On September 19, 2012, the United States Court of Appeals for the Sixth Circuit issued its much-anticipated opinion in Casias v. Wal-Mart Stores, Inc., affirming that Michigan’s Medicinal Marijuana Act (MMMA) does not protect employees from termination for using marijuana in violation of a drug-free workplace policy. That opinion resolves many open questions for employers contending with a less than artfully drafted statute.
Joseph Casias was diagnosed with an inoperable brain tumor at the age of 17, and, over the course of the next several years, used a variety of prescription drugs both to combat the tumor and to address the side effects caused by his treatment. When the MMMA was passed in 2008, Casias’ physician recommended that he try marijuana as another drug to treat his medical condition and, as a result, Casias was issued a registry card in June 2009 from the Michigan Department of Community Health. Casias used marijuana for pain management, but was careful never to use it during times he was scheduled to be at his job at Wal-Mart.
In November 2009, Casias injured himself at work when he twisted his knee while pushing a cart. Standard Wal-Mart policies require a drug test whenever an employee is injured on the job and, predictably, Casias failed his drug test as a result of his use of medical marijuana. Wal-Mart terminated Casias’ employment pursuant to the company’s zero-tolerance policy regarding drug use, despite Casias’ being a registered user of medical marijuana. Casias sued, claiming that by terminating his employment for using medical marijuana Wal-Mart violated both the MMMA and Michigan public policy. The United States District Court for the Western District of Michigan dismissed Casias’ lawsuit, finding that the sole purpose of the MMMA is to provide a shield against criminal prosecution; the law does not, by its plain terms, create a private cause of action against employers who terminate users of marijuana for medical purposes.
The Sixth Circuit Court of Appeals agreed on appeal. The Court examined the language of the statute’s operative provisions, including the portion of the Act that reads:
A qualifying patient who has been issued and possesses a registry identification card shall not be subject to arrest, prosecution, or penalty in any manner, or denied any right or privilege, including but not limited to civil penalty or disciplinary action by a business or occupational or professional licensing board or bureau, for the medical use of marijuana in accordance with this act…
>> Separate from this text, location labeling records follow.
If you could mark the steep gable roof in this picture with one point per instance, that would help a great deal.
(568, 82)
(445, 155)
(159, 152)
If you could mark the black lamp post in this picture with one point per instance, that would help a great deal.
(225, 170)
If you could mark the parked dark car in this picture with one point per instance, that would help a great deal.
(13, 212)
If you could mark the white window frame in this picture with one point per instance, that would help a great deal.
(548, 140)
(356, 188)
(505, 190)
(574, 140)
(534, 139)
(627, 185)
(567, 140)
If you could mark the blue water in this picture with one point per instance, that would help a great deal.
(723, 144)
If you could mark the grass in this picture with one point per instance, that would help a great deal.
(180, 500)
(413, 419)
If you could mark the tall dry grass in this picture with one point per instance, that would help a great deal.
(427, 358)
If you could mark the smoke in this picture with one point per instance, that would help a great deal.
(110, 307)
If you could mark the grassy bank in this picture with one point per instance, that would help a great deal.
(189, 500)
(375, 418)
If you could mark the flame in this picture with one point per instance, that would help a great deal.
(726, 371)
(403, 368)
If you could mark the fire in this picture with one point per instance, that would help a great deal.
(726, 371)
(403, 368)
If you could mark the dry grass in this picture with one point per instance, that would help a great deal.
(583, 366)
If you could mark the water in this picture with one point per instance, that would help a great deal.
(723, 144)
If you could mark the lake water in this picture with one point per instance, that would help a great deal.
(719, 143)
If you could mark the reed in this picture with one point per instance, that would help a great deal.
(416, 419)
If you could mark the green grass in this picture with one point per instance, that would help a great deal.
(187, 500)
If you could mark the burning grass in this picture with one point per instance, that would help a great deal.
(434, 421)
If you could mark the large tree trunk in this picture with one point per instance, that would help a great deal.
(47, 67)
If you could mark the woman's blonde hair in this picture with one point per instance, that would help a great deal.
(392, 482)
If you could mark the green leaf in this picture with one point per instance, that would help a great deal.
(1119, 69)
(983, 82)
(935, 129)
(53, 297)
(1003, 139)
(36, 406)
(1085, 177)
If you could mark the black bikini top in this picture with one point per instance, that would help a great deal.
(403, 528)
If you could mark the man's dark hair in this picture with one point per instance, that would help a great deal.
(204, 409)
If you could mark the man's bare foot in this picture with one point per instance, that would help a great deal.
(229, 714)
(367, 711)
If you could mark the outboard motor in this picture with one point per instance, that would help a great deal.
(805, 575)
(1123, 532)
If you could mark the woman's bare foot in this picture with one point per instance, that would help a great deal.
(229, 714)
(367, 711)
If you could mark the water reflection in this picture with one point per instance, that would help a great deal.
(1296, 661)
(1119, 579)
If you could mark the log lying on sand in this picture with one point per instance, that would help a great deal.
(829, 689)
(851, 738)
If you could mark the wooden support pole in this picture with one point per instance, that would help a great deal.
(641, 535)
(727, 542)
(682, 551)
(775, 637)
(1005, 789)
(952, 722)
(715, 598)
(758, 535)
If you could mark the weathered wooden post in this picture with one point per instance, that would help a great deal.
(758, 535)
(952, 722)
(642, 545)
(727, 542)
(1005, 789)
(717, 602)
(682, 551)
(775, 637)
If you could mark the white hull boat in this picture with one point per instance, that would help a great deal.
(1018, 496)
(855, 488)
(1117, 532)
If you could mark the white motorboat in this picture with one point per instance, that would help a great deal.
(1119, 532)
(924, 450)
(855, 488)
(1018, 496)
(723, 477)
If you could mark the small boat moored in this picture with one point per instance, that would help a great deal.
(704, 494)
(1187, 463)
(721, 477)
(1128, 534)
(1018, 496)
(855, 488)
Mich. Comp. Laws 333.26424(a). The question for the Court to resolve was whether the word “business” was an independent noun or whether “business” modified the following noun “licensing board or bureau.” Taking the entirety of the sentence into account, the Court ruled that the latter interpretation was correct – the statute prevents only a “business…licensing board or bureau” from penalizing a user of medical marijuana. A standalone business’ operations are not implicated by the MMMA, so terminating Casias’ employment for use of medical marijuana was legal.
The matter is now resolved. The MMMA does not prevent Michigan employers from taking disciplinary action against employees who test positive for the use of marijuana, even if that use takes place in the context of medical treatment. While the ultimate resolution is not exactly surprising, the removal of lingering doubt in the minds of Michigan employers regarding their legal obligations under the MMMA is welcome.